Inferring the experimental design for accurate gene regulatory network inference

Bioinformatics. 2021 May 12;37(20):3553-3559. doi: 10.1093/bioinformatics/btab367. Online ahead of print.

Abstract

Motivation: Accurate inference of gene regulatory interactions is of importance for understanding the mechanisms of underlying biological processes. For gene expression data gathered from targeted perturbations, gene regulatory network (GRN) inference methods that use the perturbation design are the top performing methods. However, the connection between the perturbation design and gene expression can be obfuscated due to problems such as experimental noise or off-target effects, limiting the methods' ability to reconstruct the true GRN.

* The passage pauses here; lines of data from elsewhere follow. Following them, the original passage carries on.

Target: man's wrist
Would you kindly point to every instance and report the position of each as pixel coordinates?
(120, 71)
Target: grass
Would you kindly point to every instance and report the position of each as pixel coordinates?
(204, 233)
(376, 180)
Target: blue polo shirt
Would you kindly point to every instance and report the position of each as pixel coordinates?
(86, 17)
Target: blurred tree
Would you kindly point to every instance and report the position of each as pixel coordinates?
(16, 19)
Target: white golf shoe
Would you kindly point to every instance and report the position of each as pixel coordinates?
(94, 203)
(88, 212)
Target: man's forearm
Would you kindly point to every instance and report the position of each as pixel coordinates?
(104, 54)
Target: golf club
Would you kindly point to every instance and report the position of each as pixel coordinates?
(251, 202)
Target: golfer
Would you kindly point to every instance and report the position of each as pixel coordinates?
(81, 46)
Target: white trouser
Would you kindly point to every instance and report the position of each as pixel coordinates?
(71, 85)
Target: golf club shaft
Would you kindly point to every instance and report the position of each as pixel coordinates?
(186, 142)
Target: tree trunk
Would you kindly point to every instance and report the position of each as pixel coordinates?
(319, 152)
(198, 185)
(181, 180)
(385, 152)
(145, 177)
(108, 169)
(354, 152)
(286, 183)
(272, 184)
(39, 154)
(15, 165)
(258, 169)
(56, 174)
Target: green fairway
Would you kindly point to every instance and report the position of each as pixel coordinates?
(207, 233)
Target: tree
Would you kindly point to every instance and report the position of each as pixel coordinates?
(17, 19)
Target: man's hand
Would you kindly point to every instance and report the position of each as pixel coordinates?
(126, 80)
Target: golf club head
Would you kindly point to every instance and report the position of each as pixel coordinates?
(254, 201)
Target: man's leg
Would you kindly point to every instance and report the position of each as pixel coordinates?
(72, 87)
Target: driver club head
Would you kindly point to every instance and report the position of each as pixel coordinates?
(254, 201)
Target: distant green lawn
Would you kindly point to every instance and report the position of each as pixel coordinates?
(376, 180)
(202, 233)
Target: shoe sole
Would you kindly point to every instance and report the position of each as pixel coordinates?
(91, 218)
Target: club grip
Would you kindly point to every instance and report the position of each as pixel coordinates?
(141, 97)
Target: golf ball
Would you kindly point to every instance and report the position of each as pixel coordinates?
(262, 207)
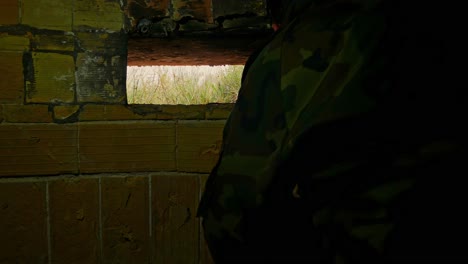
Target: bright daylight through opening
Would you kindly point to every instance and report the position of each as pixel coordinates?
(186, 85)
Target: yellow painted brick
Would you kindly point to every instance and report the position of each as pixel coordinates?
(62, 112)
(205, 254)
(99, 14)
(54, 76)
(38, 149)
(100, 78)
(93, 112)
(125, 218)
(199, 9)
(13, 43)
(175, 225)
(74, 220)
(27, 114)
(9, 12)
(219, 111)
(46, 14)
(23, 222)
(229, 7)
(12, 78)
(100, 41)
(63, 42)
(127, 146)
(198, 145)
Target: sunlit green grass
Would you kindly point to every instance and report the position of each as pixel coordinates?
(183, 84)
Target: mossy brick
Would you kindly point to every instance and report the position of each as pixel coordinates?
(23, 222)
(99, 14)
(13, 43)
(198, 145)
(127, 146)
(239, 7)
(95, 112)
(52, 80)
(38, 149)
(125, 219)
(147, 8)
(74, 220)
(9, 12)
(46, 14)
(35, 113)
(59, 42)
(176, 228)
(182, 112)
(198, 9)
(64, 112)
(205, 255)
(100, 78)
(102, 42)
(12, 78)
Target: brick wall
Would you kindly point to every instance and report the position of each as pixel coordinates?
(84, 177)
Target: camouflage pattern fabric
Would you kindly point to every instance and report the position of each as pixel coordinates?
(334, 140)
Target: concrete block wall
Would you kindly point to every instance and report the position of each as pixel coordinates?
(85, 177)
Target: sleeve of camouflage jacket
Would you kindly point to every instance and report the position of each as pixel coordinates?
(315, 78)
(296, 81)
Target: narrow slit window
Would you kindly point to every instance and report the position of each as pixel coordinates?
(183, 84)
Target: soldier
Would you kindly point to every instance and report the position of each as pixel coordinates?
(336, 145)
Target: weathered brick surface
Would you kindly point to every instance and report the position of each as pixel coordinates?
(9, 12)
(198, 145)
(38, 149)
(199, 9)
(27, 114)
(219, 111)
(98, 14)
(100, 78)
(147, 8)
(47, 14)
(66, 112)
(100, 41)
(13, 43)
(11, 80)
(52, 79)
(230, 7)
(125, 220)
(127, 146)
(23, 227)
(205, 255)
(93, 112)
(59, 42)
(74, 218)
(175, 225)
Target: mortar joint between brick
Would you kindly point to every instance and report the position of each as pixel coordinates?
(49, 237)
(100, 218)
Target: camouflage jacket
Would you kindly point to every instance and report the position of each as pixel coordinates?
(318, 99)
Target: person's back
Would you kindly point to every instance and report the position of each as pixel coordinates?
(345, 141)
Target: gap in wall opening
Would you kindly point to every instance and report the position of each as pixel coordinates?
(186, 70)
(183, 84)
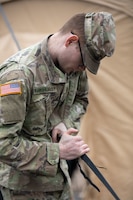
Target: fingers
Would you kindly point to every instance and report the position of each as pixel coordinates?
(71, 131)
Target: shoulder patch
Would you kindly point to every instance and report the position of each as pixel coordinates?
(10, 88)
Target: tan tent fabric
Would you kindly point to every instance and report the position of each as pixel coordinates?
(108, 124)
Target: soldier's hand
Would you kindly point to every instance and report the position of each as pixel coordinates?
(72, 147)
(57, 131)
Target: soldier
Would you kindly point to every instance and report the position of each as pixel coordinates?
(43, 95)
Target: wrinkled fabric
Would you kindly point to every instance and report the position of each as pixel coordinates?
(35, 96)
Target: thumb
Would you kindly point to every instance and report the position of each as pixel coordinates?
(71, 131)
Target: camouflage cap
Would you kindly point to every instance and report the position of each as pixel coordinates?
(99, 39)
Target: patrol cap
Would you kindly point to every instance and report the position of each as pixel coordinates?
(100, 39)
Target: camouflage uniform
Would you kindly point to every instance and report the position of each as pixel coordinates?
(34, 97)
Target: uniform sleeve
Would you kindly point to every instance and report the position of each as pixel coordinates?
(80, 103)
(16, 150)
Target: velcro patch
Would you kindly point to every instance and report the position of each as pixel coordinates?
(10, 88)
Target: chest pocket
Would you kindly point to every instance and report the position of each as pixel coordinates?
(42, 104)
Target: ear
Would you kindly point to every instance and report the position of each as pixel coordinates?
(70, 39)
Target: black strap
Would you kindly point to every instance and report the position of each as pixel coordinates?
(87, 160)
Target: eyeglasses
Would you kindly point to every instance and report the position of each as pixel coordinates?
(81, 53)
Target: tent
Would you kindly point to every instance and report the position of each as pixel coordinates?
(107, 126)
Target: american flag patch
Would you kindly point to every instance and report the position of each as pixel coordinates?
(10, 88)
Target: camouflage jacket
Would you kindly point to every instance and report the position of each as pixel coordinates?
(35, 96)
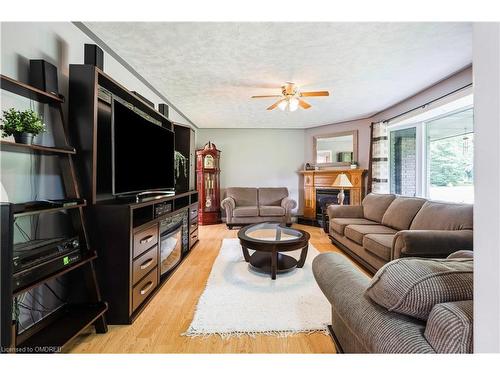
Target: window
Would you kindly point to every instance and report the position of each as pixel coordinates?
(450, 152)
(403, 161)
(431, 154)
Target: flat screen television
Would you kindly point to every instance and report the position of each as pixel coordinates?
(142, 153)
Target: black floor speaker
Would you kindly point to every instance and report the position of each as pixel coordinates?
(43, 76)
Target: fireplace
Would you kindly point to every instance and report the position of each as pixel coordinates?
(324, 198)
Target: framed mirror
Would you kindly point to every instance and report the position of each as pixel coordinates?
(336, 150)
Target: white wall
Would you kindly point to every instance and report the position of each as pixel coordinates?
(441, 88)
(258, 157)
(60, 43)
(486, 53)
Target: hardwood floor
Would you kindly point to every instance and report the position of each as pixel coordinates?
(158, 329)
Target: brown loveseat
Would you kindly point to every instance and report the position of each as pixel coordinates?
(386, 227)
(244, 205)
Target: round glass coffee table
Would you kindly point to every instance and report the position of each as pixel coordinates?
(270, 241)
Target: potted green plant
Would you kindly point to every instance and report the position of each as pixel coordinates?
(23, 125)
(180, 161)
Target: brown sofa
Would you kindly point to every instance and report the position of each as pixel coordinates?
(361, 324)
(245, 205)
(386, 227)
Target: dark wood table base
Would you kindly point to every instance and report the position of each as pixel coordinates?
(274, 262)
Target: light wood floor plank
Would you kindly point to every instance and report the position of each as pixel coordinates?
(158, 329)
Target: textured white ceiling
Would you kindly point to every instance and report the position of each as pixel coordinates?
(210, 70)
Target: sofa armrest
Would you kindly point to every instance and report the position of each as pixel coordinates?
(449, 327)
(335, 210)
(430, 243)
(360, 324)
(228, 204)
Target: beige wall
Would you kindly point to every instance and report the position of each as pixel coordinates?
(258, 157)
(486, 54)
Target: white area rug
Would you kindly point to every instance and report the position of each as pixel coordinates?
(238, 300)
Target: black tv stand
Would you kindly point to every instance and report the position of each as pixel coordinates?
(148, 195)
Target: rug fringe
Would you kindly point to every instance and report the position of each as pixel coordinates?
(239, 334)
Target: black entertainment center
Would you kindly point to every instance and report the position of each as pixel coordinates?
(45, 247)
(143, 218)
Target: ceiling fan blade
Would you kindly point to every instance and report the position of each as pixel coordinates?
(304, 104)
(265, 96)
(270, 108)
(315, 93)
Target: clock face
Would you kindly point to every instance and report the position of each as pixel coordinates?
(209, 162)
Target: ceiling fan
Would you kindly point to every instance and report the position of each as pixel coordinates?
(290, 98)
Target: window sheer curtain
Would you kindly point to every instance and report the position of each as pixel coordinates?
(379, 158)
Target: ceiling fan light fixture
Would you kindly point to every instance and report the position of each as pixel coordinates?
(293, 104)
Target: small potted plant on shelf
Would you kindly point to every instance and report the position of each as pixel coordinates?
(23, 125)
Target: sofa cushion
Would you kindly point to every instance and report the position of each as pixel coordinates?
(413, 286)
(271, 211)
(339, 224)
(243, 196)
(375, 205)
(443, 216)
(401, 212)
(246, 211)
(449, 328)
(272, 196)
(356, 232)
(379, 245)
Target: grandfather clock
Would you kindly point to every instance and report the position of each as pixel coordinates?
(208, 184)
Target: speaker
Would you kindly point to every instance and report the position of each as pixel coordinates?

Results: In this study we propose an algorithm, IDEMAX, to infer the effective perturbation design from gene expression data in order to eliminate the potential risk of fitting a disconnected perturbation design to gene expression. We applied IDEMAX to synthetic data from two different data generation tools, GeneNetWeaver and GeneSPIDER, and assessed its effect on the experiment design matrix as well as the accuracy of the GRN inference, followed by application to a real dataset. The results show that our approach consistently improves the accuracy of GRN inference compared to using the intended perturbation design when much of the signal is hidden by noise, which is often the case for real data.

Availability: https://bitbucket.org/sonnhammergrni/idemax.

Supplementary information: Supplementary data are available at Bioinformatics online.